Like a Velvet Glove Cast in Iron

(8)

"Like a Velvet Glove Cast in Iron" is the title of a movie the main protagonist Clay Loudermilk watches at the beginning of the story. In this pervert and weird movie he recognizes the face of an old lost love. Clay sets out to discover what's behind this movie and the woman, as he stumbles through a surreal world full of lethargic bizarre characters. It was compared to the imagery of David Lynch (Blue Velvet, Twin Peaks), but if it has to be compared with something then Clowes thinks of it more as a surreal novel or a movie by Bunuel. Slowly, a master conspiracy seems to be revolving around an iconized face called Mr. Jones that can be found in many places since the beginning of the century ("It's the symbol of a certain, particular type of a person that has been with us for a very long time... it's the link between certain people, certain organizations...").

There was a "Like a Velvet.." Soundtrack by Victor Banana.

Ghostworld

(8)

Ghostworld (the title is "from a piece of graffiti on a Chicago garage", Neva Chonin), drawn black and white with a shade of blue, is an ongoing story that followed "Like a Velvet.." in Eightball. It might be Clowes' most serious attempt to show real characters instead of stand-up's to illustrate his essays.
It's focussed on two teenage girls/ young women ("Burdened with faux sophistication and teenage angst" - Barry Lyga) and their everyday life, hanging out in a creepy small town. The one girl is 18-year old Enid Coleslaw, the other one is beautiful blond Rebecca "Becky" Doppelmeyer. Both of the girls are looking for and constantly redefining their identity in a world full of loosers, freaks, perverts and wanna-be's, big-ass corporate fucks, drags, idiots, pedophiles, satanists... "Eww! Look at that creepy guy... that's the worst! That's obviously a serial killer!"
They are both concerned with issues of style and how an individuum can still be hip and special in a consumist world which integrates even it's outsiders. Enid, who's even more lost and alone then her friend, comments:

"Y'know, John Ellis thinks he's so 'out there' with that stupid Mayhem Magazine of his, but really he's just interested in the same shit the rest of America is interested in."
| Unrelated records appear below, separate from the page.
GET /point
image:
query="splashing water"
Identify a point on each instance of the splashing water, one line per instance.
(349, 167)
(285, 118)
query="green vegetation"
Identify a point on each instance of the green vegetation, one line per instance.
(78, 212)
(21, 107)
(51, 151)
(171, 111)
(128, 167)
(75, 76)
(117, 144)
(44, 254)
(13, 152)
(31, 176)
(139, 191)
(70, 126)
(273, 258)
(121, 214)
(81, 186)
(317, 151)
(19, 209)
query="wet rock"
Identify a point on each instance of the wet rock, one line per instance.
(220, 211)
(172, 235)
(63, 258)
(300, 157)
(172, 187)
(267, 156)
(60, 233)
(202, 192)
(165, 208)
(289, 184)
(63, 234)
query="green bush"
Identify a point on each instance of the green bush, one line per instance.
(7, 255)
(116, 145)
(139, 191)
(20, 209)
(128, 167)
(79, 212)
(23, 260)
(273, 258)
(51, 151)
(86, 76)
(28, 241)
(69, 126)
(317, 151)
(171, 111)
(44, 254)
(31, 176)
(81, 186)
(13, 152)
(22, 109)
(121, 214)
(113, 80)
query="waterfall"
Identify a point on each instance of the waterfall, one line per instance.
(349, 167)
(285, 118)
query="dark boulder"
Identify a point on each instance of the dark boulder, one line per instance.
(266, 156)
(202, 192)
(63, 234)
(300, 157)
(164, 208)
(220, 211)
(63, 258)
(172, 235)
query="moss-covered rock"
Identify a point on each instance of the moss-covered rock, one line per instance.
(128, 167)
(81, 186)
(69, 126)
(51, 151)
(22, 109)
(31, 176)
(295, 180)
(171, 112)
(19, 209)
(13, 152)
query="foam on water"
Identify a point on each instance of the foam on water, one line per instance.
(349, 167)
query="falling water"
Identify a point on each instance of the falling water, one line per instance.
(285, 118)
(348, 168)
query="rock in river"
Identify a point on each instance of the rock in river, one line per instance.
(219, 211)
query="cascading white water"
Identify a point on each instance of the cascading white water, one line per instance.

The rest of America, that obviously exludes the two girls and shows how both share a general cultural pessimism and hatred towards the society they feel alienated by. What they might even hate more is the chance that in the end, they are not so different from the rest, and so Enid seems to be afraid to be understood, labeled, and then targeted by someone, and in order to avoid that she tries to be a moving target.
Enid says: "Anybody (...) could see that I wasn't dressed like some modern hardcore asshole... it was like an old punk look... (...) I wish I could just come up with one perfect look and stick with it..."

Enid though is the one who also hates herself, she's sexually frustrated and a bit envious on her friend. She's also a bit in love with her as it seems. Becky calls her a Man-Hater, and Enid remarks sarcastically, laying her arm around her, "Maybe we should be lesbos!"

Dan Pussey

(8)

This is a portrait of the ultimate creep, Daniel Peter Pussey (1961-2029, incidentally), whose only strength lies in creating super-heroes comics. Inside that story we got a radical satire directed at the US comic industry, and no one is spared. Besides the mainstream we have Art Spiegelman as greedy Gummo Bubbleman, Gary Groth as Mr. Anger, Fantagraphics is Highbrow Comics, Eightball is Nercball, and so on...

The origins of Pussey's ("I think of him as pronouncing it 'poo-say' but others would all say 'pussy'") super-hero interest are rooted in the loneliness of his childhood and youth. Pussey's the world's ultimate outsider totally surrounded by a dreamworld in which he is seeking revenge and trying to crush everyone like "puny ants", his duty is to "exterminate". In his fantasies he's not only super-powerful, he's also very beautiful, though he can't even get his sex-dream life right. When his parents find a porn magazine that Dan hid, they are paradoxically happy (he's at least not gay). Pussey puts down his power fantasies on paper drawing super-heroes, "imitating people who imitated other artists who imitated other artists" and eventually gets famous...
The complete story of the rise and fall of Dan Pussey, and the whole take on comics and their value, is sad and funny at the same time.